Lorsque les États-Unis de nombreux autres pays occidentaux ont expulsé des dizaines de diplomates russes en mars 2019 en représailles à l'attaque à l'agent neurotoxique contre un ancien espion russe à Salisbury, en Angleterre, Israël pour sa part n'en a expulsé aucun. La relation israëlo-russe « se caractérise par une forme d’imperméabilité aux pressions extérieures », indique Igor Delanoë dans un article publié dans Maghreb-Machrek.



Incident diplomatique


Cependant, ce château de cartes aurait pu s’écrouler au cours des dernières semaines. En effet, la Russie a accusé Israël de soutenir le « régime néonazi » de Kiev, aggravant ainsi le contentieux diplomatique avec l'un des rares alliés des États-Unis à avoir décidé de ne pas appliquer les sanctions contre le Kremlin et de ne pas envoyer d'aide militaire à l'Ukraine. Le différend suscité par les remarques du ministre russe des affaires étrangères, Sergei Lavrov, qui a déclaré dans une interview accordée à l’émission italienne Zona Bianca qu'Adolf Hitler « avait du sang juif » et que les « antisémites les plus fervents sont souvent des Juifs eux-mêmes », a menacé de compromettre la position neutre d'Israël sur la guerre menée par la Russie en Ukraine.

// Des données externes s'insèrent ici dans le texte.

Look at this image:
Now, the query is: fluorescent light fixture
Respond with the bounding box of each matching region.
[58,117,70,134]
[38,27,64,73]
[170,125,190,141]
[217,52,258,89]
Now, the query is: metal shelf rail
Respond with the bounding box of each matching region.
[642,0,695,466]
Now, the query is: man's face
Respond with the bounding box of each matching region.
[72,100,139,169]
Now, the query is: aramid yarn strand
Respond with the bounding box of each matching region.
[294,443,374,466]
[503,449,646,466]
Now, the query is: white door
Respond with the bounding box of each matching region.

Le lundi 2 mai 2022, Israël a convoqué l'ambassadeur russe au ministère des affaires étrangères et son ministre des affaires étrangères, Yaïr Lapid, a qualifié les remarques de Lavrov d'« impardonnables et scandaleuses... de même qu'une effroyable erreur historique », comme le rapporte un article du Monde. Yaïr Lapid a écrit : « Foreign Minister Lavrov’s remarks are both an unforgivable and outrageous statement as well as a terrible historical error. Jews did not murder themselves in the Holocaust. The lowest level of racism against Jews is to accuse Jews themselves of antisemitism ».

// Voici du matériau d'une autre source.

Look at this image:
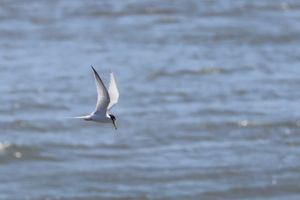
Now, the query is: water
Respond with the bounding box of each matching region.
[0,0,300,200]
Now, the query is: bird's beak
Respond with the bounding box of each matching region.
[112,120,118,129]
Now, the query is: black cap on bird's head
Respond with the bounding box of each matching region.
[108,114,117,129]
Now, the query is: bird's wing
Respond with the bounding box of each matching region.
[91,66,110,113]
[107,72,119,110]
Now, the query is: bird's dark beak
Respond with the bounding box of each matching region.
[112,120,118,129]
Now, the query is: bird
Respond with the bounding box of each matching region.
[75,66,119,129]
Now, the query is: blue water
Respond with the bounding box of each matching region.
[0,0,300,200]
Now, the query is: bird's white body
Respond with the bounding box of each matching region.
[76,67,119,128]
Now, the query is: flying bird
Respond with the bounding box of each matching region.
[75,66,119,129]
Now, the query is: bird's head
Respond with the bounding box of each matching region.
[109,114,117,129]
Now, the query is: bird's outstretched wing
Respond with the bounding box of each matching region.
[91,66,110,113]
[107,72,119,110]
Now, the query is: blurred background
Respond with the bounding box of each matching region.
[0,0,300,200]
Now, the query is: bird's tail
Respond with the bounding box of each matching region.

Le 3 mai 2022, la Russie a renchéri sur les propos de Serguei Lavrov, accusant Yaïr Lapid de tenir des propos « anti-historiques » sur l'Holocauste qui « expliquent grandement la ligne de conduite du gouvernement israélien actuel dans son soutien au régime néo-nazi de Kiev ». Les discussions qui ont eu lieu lors de la convocation presque inédite de l'ambassadeur russe, Anatoly Viktorov, pour une demande de clarification des commentaires provocateurs de Serguei Lavrov, n'ont pas été divulguées.



Conclusion


Ainsi, malgré les liens étroits qu'ils entretiennent avec leurs rivaux respectifs, Israël et la Russie ont établi une relation bilatérale robuste fondée sur des intérêts partagés, la présence d’une diaspora russophone très active dans la vie politique israélienne et la volonté mutuelle de les défendre en dépit de leurs divergences.

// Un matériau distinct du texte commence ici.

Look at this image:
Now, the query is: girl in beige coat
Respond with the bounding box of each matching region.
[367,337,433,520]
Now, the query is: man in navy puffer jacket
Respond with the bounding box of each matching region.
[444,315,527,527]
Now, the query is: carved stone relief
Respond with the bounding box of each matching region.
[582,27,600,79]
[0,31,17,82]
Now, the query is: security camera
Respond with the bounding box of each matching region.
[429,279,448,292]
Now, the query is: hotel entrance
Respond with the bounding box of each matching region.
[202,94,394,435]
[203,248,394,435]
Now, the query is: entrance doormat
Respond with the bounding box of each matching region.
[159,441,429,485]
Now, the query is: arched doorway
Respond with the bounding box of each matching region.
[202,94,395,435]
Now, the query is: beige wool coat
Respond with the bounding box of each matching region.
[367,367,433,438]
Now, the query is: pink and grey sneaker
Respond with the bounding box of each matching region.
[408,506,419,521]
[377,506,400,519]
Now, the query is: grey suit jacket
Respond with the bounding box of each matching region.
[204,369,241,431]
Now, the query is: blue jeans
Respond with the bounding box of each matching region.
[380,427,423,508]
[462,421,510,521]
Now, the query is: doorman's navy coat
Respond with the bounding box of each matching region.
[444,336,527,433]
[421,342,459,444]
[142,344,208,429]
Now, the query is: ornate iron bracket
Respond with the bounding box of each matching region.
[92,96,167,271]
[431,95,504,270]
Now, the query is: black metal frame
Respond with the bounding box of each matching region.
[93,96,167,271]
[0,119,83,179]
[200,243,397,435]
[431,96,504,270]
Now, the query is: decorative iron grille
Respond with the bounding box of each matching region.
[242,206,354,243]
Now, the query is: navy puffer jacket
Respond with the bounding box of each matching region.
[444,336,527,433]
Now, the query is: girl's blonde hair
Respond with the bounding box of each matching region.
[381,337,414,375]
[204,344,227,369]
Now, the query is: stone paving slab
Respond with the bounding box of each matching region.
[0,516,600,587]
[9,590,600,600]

Les États-Unis, l'Union européenne et les autres nations occidentales ont pressé Israël de se montrer plus ferme à l'égard de la Russie. Dès le début de la guerre, Israël a condamné l'invasion de l'Ukraine par la Russie comme étant une « violation de l'ordre mondial », mais n'a pas condamné la Russie elle-même, qui détient une immense influence en Syrie voisine, tout en permettant à Israël de poursuivre ses propres opérations contre les forces appuyées par Téhéran dans le pays. Les propos de Sergueï Lavrov auraient pu bouleverser le numéro d'équilibriste qu'Israël menait jusqu'alors. Conscient de cette possibilité, Vladimir Poutine a personnellement présenté ses excuses à Bennett Naftali – qui les a acceptées –, a relaté The Guardian dans un article datant du 5 mai 2022.


Reste à voir si le contrecoup de ces déclarations, couplé aux demandes répétées des pays occidentaux qu'Israël prenne parti, pousseront Israël à interrompre son jeu d'équilibriste et à s'extraire de sa position de neutralité.